On Mon, Aug 22, 2016 at 05:04:47PM -0700, Lucian Smith wrote:
> I'm attempting to use the git-svn bridge, and am having problems with
> line endings on Windows.
> 
> The setup is that we have a git repository on github, and I've checked
> out a branch on my Windows machine using Tortoise svn.  I make
> changes, commit them, and the branch is updated.  In general, this
> works fine.

Just to make sure:
The repo is in git format.
Is it a public repo ?
Or could you make a piblic demo repo ?
Do I understand it right: Tortoise SVN talks directly to the Git server ?
Isn't Tortoise SVN a client to talk to SVN server?
What goes over the wire to the remote Git server, git or SVN ?
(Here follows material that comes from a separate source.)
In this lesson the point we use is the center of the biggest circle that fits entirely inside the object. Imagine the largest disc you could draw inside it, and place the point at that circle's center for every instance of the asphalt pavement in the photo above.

To my understanding, "git svn" can use Git locally, and talk to an SVN server.
What do I miss ?

> 
> If this was just SVN, I could set the 'eol-style' for files to
> 'native' to let it know to expect Windows/linux/mac line endings for
> particular files.  This seems to be handled in git by using the
> '.gitattributes' file instead.  Unfortunately, the git/svn bridge
> doesn't seem to be translate the information in the .gitattributes
> file to appropriate eol-style settings in SVN.  Checking out a file
> using SVN on Windows leaves me with a file without CRLF's, and if I
> check in a CRLF file, that's the way it goes into the repository.
> Differences in CRLF alone show up as 'real' differences that can be
> checked in, and, if this happens, this causes problems with other
> people's repositories.
> 
> Am I doing something wrong; is there another way to handle this; or
> can I file this as a bug report/feature request?